Franciscan Father Fergus Clarke greets our small group at his community’s residence on Mt. Nebo, a site sacred to three major religions and more than half the earth’s population.
He’s dressed in his brown robe, some shockingly cool-looking sunglasses, and a radiant smile. “Welcome to Mt. Nebo,” he says in an Irish lilt that evokes green valleys while we look at miles of dry and desert vistas. “Would you like to see our turtles?”
Sure enough, the three friars who minister here have constructed a habitat for an undetermined number of spry turtles. While not what I expected, it was just one of many surprises in our visit.
We had Mass at the friars’ small chapel, which couldn’t fit more than 20 people. Though it was late in the day and close to the site’s closing time Father Fergus graciously fit us into his schedule, presiding with a contagious degree of attention and fervor. The readings were predictable—Moses at Mt. Nebo, getting a tour of the Holy Land his people would soon inhabit, and the Gospel of John: “And just as Moses lifted up the serpent in the desert, so must the Son of Man be lifted up so that everyone who believes in him may have eternal life.

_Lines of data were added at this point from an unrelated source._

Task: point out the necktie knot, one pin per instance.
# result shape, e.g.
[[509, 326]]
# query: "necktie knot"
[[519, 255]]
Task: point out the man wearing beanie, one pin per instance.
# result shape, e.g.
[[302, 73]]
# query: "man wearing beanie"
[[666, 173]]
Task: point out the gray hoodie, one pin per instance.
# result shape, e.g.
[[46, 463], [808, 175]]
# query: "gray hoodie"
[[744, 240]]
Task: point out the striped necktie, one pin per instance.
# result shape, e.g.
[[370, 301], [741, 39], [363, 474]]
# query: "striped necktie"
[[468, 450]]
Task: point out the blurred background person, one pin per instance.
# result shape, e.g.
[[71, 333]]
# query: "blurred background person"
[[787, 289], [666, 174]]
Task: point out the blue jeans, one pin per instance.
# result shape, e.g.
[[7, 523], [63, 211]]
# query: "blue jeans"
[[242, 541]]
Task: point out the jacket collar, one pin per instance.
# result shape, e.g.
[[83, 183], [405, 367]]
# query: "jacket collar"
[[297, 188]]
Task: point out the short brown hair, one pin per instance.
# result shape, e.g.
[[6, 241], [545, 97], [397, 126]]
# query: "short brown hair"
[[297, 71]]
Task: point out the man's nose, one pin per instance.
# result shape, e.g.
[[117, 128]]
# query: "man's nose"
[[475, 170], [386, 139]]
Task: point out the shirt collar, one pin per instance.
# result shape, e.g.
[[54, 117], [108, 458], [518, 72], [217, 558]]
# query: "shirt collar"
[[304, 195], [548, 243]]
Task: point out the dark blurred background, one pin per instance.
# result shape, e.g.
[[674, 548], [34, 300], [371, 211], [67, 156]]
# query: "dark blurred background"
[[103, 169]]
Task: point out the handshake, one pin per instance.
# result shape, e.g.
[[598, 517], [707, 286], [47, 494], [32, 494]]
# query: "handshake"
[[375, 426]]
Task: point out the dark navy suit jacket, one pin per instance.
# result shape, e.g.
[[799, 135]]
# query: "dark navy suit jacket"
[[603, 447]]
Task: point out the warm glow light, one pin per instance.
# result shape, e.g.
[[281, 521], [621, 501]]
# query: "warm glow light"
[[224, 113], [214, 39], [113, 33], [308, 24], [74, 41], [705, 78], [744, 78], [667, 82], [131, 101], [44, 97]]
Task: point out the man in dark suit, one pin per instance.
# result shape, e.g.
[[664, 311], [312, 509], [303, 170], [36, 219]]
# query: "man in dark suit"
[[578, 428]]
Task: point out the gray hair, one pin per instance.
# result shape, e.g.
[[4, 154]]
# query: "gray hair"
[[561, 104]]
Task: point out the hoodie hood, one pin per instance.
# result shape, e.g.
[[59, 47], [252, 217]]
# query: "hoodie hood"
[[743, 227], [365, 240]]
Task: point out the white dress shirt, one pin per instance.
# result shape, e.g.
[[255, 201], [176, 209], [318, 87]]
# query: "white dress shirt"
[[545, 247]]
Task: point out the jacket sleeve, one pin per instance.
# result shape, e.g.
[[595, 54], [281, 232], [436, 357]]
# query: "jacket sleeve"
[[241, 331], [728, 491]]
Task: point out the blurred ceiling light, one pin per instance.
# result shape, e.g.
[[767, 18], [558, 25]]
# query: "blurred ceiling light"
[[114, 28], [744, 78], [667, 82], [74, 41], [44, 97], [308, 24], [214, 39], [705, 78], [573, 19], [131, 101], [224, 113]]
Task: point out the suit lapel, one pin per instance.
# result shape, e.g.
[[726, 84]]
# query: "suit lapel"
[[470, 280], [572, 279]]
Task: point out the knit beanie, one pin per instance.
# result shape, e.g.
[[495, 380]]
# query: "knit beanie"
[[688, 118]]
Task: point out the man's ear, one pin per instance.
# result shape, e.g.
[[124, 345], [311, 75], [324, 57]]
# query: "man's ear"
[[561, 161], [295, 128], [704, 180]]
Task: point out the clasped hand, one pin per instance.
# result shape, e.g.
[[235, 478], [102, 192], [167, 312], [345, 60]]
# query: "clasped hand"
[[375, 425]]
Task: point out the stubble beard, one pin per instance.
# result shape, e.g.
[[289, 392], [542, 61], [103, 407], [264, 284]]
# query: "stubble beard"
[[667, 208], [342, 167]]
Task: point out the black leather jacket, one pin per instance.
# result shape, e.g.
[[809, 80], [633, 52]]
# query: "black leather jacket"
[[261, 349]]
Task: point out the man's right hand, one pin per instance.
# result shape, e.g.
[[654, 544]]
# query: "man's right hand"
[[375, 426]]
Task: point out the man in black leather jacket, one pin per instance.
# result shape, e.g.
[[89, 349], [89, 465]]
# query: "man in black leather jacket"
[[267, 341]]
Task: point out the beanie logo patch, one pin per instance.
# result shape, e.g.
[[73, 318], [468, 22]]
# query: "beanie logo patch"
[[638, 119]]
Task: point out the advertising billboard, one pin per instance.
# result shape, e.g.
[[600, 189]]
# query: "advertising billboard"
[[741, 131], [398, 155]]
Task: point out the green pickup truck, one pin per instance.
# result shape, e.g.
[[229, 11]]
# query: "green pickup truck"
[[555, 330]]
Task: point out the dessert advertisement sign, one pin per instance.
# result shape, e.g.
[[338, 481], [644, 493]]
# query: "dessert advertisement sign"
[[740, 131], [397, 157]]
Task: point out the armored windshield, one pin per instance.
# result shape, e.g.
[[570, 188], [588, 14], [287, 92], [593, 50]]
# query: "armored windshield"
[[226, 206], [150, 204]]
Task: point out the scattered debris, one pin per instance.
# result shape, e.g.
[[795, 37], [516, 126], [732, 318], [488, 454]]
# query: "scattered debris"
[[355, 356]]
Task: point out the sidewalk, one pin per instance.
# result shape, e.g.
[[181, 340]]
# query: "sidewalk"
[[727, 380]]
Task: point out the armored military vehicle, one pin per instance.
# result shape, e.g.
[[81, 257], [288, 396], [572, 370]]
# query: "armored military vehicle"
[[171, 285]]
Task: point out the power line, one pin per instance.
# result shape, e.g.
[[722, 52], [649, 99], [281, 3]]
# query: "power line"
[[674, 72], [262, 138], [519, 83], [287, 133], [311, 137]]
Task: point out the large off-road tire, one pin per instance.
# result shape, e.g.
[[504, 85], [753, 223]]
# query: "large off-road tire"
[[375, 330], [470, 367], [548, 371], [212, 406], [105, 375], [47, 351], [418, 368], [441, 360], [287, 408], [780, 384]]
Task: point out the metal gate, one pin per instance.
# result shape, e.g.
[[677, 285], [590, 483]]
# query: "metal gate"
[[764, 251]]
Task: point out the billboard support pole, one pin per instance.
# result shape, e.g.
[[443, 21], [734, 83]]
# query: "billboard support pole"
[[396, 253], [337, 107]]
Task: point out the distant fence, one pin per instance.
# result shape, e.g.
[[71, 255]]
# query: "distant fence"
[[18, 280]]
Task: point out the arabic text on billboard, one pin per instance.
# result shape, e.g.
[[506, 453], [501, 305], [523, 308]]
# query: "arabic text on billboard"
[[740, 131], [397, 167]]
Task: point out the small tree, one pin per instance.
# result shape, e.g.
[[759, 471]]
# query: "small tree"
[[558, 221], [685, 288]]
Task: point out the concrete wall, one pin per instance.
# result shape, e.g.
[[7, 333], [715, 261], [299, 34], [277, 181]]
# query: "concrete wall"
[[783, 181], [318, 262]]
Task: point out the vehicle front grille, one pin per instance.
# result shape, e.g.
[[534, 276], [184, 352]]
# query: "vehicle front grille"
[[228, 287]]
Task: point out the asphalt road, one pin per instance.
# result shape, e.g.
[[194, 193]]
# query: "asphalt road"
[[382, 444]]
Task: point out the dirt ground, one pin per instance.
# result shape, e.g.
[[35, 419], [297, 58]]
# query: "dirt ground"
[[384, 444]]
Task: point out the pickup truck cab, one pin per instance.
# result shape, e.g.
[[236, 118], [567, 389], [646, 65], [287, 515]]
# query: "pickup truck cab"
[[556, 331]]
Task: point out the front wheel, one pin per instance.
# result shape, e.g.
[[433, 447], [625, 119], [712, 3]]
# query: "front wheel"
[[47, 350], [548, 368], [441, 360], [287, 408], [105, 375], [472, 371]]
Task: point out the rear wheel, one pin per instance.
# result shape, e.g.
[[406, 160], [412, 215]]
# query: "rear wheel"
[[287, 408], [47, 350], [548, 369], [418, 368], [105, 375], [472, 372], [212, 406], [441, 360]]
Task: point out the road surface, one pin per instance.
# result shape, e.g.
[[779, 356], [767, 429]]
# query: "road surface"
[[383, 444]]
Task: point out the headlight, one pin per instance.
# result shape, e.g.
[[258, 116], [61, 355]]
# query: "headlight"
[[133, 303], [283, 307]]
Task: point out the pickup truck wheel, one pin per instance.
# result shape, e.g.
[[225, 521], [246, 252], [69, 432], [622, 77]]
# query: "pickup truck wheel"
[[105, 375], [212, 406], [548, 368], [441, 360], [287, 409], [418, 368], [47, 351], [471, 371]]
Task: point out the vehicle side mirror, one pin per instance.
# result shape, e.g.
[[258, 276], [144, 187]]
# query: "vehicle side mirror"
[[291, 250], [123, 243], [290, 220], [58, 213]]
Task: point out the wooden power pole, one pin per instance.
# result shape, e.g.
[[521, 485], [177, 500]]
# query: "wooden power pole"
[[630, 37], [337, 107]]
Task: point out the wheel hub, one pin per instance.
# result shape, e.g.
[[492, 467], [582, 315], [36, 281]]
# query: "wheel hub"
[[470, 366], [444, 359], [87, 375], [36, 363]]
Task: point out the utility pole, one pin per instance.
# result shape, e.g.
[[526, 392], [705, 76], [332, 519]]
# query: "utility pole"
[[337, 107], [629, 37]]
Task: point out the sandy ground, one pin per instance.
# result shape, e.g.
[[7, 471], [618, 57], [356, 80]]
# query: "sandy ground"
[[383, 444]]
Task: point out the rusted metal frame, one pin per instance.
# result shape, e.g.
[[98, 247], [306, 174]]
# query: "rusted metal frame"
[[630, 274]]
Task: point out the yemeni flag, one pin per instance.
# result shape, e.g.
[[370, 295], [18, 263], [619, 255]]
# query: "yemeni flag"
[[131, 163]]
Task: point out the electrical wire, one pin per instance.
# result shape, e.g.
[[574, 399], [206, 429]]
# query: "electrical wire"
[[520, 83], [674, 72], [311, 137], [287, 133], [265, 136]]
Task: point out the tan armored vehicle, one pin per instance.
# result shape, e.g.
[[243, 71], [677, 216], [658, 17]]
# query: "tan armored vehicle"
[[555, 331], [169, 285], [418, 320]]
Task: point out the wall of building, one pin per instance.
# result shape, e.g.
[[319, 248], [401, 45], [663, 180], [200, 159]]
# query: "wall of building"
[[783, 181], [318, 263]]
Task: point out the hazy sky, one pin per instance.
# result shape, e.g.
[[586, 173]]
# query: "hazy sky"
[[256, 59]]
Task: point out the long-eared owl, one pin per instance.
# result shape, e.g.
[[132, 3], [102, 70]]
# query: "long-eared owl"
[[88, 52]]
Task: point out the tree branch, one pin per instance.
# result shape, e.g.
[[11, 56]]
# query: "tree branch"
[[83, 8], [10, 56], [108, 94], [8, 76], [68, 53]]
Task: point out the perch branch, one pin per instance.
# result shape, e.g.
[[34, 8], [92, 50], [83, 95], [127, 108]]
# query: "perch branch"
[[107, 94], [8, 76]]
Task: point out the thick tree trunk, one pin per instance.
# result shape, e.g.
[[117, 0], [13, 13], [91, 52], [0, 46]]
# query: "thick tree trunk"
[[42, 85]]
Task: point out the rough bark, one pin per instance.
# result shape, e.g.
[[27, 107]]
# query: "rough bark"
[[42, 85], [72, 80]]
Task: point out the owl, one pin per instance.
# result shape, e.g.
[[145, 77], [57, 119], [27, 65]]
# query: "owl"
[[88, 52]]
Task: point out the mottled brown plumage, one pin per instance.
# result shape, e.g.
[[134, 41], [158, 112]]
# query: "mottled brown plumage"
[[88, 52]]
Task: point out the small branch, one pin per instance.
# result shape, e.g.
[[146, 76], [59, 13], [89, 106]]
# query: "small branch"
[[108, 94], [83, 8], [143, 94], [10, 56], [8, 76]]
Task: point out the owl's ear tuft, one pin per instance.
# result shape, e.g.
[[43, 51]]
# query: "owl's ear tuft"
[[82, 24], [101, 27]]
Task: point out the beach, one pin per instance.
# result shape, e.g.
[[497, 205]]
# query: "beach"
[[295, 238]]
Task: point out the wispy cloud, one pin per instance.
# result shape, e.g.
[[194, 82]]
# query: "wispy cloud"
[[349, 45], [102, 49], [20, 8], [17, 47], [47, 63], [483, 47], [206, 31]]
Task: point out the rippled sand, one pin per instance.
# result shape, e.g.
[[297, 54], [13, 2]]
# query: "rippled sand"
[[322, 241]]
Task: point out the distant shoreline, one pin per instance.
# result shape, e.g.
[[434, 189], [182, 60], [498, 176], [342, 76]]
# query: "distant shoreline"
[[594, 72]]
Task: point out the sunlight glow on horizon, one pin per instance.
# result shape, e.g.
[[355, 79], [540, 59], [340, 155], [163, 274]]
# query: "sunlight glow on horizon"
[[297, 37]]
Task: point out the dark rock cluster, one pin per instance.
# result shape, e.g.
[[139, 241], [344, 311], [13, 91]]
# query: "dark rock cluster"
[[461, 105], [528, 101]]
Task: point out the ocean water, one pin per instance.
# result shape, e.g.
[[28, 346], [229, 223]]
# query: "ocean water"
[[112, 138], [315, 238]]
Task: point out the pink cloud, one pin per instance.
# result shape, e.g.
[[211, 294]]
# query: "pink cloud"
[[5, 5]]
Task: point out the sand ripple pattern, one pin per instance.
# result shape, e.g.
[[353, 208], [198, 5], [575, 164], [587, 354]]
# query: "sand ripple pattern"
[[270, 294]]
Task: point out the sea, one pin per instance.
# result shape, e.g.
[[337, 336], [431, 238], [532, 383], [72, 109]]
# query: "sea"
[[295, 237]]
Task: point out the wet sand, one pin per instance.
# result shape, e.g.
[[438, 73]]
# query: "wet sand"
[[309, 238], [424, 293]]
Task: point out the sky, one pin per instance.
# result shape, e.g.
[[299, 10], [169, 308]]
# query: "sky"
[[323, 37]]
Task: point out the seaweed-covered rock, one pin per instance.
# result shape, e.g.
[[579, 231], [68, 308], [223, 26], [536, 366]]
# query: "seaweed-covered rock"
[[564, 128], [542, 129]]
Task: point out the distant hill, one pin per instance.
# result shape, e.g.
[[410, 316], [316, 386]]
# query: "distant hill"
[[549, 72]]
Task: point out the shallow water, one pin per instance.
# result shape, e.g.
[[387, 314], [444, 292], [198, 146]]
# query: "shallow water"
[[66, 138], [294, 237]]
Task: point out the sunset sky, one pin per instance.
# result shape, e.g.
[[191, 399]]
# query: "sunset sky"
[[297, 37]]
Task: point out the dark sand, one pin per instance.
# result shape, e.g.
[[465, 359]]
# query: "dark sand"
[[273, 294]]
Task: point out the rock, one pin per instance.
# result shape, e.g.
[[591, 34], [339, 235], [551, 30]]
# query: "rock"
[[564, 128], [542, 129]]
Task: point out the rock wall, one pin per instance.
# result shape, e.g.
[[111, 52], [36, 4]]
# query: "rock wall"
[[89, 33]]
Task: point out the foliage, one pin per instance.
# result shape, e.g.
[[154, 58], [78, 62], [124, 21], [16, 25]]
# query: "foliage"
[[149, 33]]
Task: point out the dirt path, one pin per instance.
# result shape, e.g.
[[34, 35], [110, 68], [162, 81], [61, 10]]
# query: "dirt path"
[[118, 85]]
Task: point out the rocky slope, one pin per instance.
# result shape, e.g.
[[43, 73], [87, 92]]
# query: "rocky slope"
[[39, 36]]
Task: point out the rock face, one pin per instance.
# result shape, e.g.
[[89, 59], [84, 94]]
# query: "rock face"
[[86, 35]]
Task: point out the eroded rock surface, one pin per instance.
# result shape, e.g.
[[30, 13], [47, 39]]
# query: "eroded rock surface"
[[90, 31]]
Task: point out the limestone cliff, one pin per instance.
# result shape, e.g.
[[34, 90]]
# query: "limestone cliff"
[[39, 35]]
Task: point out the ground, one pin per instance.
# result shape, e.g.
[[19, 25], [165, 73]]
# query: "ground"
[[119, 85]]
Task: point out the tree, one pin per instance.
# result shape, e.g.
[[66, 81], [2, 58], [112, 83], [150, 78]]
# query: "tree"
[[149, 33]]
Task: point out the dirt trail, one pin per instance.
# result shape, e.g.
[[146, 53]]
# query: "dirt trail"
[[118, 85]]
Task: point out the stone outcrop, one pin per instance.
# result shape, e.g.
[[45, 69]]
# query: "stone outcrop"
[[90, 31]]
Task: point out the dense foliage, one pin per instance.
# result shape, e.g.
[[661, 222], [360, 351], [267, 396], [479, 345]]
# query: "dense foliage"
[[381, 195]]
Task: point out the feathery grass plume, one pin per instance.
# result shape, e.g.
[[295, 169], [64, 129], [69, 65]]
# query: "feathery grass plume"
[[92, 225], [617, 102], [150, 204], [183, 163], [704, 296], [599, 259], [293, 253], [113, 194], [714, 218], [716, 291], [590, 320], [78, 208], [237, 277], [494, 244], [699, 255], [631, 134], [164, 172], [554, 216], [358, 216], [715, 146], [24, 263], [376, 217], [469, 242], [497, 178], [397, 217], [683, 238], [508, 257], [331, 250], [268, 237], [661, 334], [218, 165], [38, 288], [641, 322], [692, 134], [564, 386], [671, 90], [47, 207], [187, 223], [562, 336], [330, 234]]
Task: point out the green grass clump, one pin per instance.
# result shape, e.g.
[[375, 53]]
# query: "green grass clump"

For God so loved the world that he gave his Son, that whoever should believe in him might not perish, but might have eternal life.” But the homily (necessarily short, as Father unnecessarily apologized, was not).
“We cannot always like everyone; and everyone cannot always like us. It’s impossible. So what do you do?”
You look at the sign of the cross, that impossible-to-ignore evidence that everyone—even the person you don’t like, even the person that doesn’t like you, is a child of God, an immortal soul destined for glory and bought at a great price. Every person, yes even that person, has inexpressible value to God. Every person is someone for whom Christ himself did not hesitate to die. Every person. Even that person. Even you.